The trial judge agreed with the employer, finding that the employee’s actions constituted sexual harassment and were not accidental.

Render appealed the decision, arguing that he should have received damages for the failure to give reasonable notice of termination. Alternatively, Render argued that he should have been provided his statutory entitlement to termination and severance pay.

Two standards for dismissal without notice

The Court of Appeal upheld the trial decision denying reasonable notice damages.

Terminating an employee with cause, without any notice or severance, is considered the “capital punishment” of employment law. Determining cause requires a contextual analysis of all the facts and circumstances, in accordance with the Supreme Court of Canada’s 2001 decision in McKinley v. B.C. Tel. This will include assessing the seriousness of the misconduct and any mitigating factors, like length of service and the absence of a history of discipline.

Ultimately, the penalty of discharge must be the most proportionate response to address the misconduct.

Read more: Just cause dismissal is a different concept than wilfil misconduct, writes Stuart Rudner.

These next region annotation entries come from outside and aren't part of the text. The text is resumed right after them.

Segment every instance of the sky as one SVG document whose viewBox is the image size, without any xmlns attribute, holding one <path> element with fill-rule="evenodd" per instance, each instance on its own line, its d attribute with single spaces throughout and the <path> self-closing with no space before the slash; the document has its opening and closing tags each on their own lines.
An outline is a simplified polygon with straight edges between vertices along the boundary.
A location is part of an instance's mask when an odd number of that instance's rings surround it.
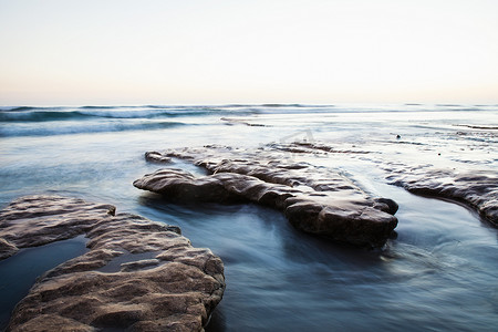
<svg viewBox="0 0 498 332">
<path fill-rule="evenodd" d="M 498 103 L 498 0 L 0 0 L 0 105 Z"/>
</svg>

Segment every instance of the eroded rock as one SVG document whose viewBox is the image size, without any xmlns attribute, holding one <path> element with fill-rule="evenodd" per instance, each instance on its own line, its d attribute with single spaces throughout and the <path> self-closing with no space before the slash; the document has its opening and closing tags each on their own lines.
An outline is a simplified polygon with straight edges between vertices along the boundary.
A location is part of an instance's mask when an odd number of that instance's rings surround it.
<svg viewBox="0 0 498 332">
<path fill-rule="evenodd" d="M 46 272 L 8 331 L 203 331 L 221 300 L 224 266 L 177 227 L 81 199 L 32 196 L 0 212 L 0 250 L 85 234 L 90 251 Z M 4 250 L 4 248 L 8 248 Z M 118 271 L 103 272 L 120 259 Z"/>
<path fill-rule="evenodd" d="M 453 169 L 398 166 L 387 178 L 392 184 L 417 195 L 463 203 L 498 227 L 498 175 L 496 173 L 486 170 L 458 173 Z"/>
<path fill-rule="evenodd" d="M 495 135 L 495 133 L 489 132 L 495 128 L 491 126 L 464 126 L 488 131 L 478 133 L 479 135 Z M 460 134 L 467 135 L 470 133 L 457 133 L 457 135 Z M 411 142 L 409 144 L 419 143 Z M 314 155 L 322 154 L 323 152 L 360 153 L 356 151 L 338 149 L 319 143 L 279 144 L 276 145 L 276 148 Z M 489 221 L 492 226 L 498 227 L 498 175 L 496 172 L 485 169 L 440 169 L 430 164 L 406 165 L 401 160 L 387 162 L 377 159 L 373 162 L 377 164 L 377 168 L 384 169 L 387 173 L 386 178 L 391 184 L 401 186 L 416 195 L 461 203 L 477 211 L 481 218 Z"/>
<path fill-rule="evenodd" d="M 177 201 L 253 201 L 281 210 L 300 230 L 357 246 L 382 247 L 397 225 L 393 200 L 370 197 L 330 169 L 230 147 L 185 148 L 163 155 L 190 160 L 211 175 L 195 177 L 165 168 L 135 180 L 135 187 Z"/>
</svg>

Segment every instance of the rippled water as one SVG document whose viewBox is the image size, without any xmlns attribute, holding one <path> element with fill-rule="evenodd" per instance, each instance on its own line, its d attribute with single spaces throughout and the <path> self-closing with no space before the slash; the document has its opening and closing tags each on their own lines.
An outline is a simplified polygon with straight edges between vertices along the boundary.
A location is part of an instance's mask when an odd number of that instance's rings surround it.
<svg viewBox="0 0 498 332">
<path fill-rule="evenodd" d="M 194 246 L 225 262 L 227 290 L 209 331 L 495 331 L 497 230 L 463 206 L 386 185 L 377 165 L 496 172 L 497 127 L 496 105 L 4 107 L 0 204 L 69 195 L 178 225 Z M 397 237 L 385 249 L 304 235 L 280 212 L 255 205 L 173 205 L 132 186 L 160 167 L 144 160 L 145 151 L 304 139 L 369 152 L 282 154 L 338 168 L 369 193 L 396 200 Z M 185 162 L 173 166 L 204 173 Z M 15 272 L 22 273 L 0 264 L 1 283 Z"/>
</svg>

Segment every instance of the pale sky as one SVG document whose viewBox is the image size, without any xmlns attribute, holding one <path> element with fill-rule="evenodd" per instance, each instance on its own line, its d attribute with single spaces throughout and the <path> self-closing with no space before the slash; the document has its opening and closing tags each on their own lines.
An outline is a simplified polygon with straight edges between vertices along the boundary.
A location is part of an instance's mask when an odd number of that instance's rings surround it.
<svg viewBox="0 0 498 332">
<path fill-rule="evenodd" d="M 498 103 L 498 0 L 0 0 L 0 105 Z"/>
</svg>

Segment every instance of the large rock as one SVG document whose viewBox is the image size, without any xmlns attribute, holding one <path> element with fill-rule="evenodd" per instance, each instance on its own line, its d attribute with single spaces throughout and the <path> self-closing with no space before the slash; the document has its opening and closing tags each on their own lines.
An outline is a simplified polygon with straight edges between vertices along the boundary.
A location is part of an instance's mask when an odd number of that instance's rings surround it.
<svg viewBox="0 0 498 332">
<path fill-rule="evenodd" d="M 291 153 L 323 155 L 324 153 L 364 154 L 356 149 L 341 149 L 319 143 L 276 144 L 274 148 Z M 387 172 L 391 184 L 423 196 L 443 198 L 464 204 L 483 219 L 498 227 L 498 175 L 486 169 L 439 169 L 430 164 L 411 165 L 402 160 L 371 159 L 377 168 Z"/>
<path fill-rule="evenodd" d="M 114 211 L 54 196 L 23 197 L 0 211 L 2 252 L 82 234 L 90 248 L 37 281 L 8 331 L 204 330 L 224 293 L 221 260 L 193 248 L 177 227 Z"/>
<path fill-rule="evenodd" d="M 475 170 L 397 167 L 387 177 L 392 184 L 411 193 L 447 198 L 475 209 L 484 219 L 498 227 L 498 174 Z"/>
<path fill-rule="evenodd" d="M 397 225 L 393 200 L 370 197 L 330 169 L 217 146 L 163 155 L 191 160 L 212 174 L 195 177 L 165 168 L 135 180 L 135 187 L 177 201 L 253 201 L 283 211 L 300 230 L 357 246 L 382 247 Z"/>
</svg>

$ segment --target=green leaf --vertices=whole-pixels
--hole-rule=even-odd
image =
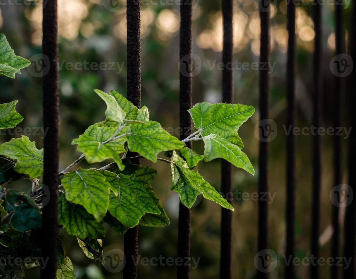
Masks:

Despite Render’s long, unblemished career, his conduct, constituting sexual harassment, was inconsistent with continued employment, particularly in a managerial capacity. His lack of remorse was of particular importance in finding that the relationship had completely broken down.

Yet, the Court of Appeal determined that Render was entitled to termination pay under Ontario’s Employment Standards Act, 2000 (ESA). Under the ESA’s regulations, “wilful misconduct, disobedience, or wilful neglect of duty that is not trivial and has not been condoned by the employer” will disentitled and employee from statutory notice or severance pay.

The court noted that the “wilful misconduct” standard, applicable to the facts before it, represented a higher standard than “cause.” According to the court, the statutory standard requires more than simply “careless, thoughtless, heedless, or inadvertent conduct.” Rather, “wilful misconduct involves an assessment of subjective intent, almost akin to special intent in criminal law,” said the court.

The conduct in question effectively needs to be pre-planned, and not simply a spur-of-the-moment poor decision.

Finding that Render’s conduct did not rise to that level of intent, the court awarded him eight weeks’ termination pay under the ESA.

Lessons for employers

The Render decision has a number of important takeaways for employers and employment counsel. Two in particular stand out.

First, sexual harassment in the workplace constitutes serious misconduct that can justify the denial of reasonable notice to a long-service employee. Spur-of-the-moment physical contact with another employee’s private, sexual area, is not excusable.

A workplace culture that condones sexual or other discriminatory banter amongst employees can no longer be tolerated andsuch a culture will not insulate non-consensual discriminatory behaviour from appropriate sanction, including dismissal.

Read more: An Ontario worker’s flouting of the employer’s sexual harassment policies cancelled her entitlement to severance pay.

Second, the case is a reminder that reasonable notice and statutory entitlements to termination and severance pay are distinct entitlements. Misconduct that may justify the denial of common law reasonable notice may not justify denying statutory notice and severance.

In assessing whether misconduct is “wilful” to justify statutory entitlements to termination and severance pay, employers need to assess motive, intent and pre-mediation. Short of that, and no matter how distasteful the conduct, the statutory obligations may be required.

See: Render v. ThyssenKrupp Elevator (Canada) Limited, 2022 ONCA 310.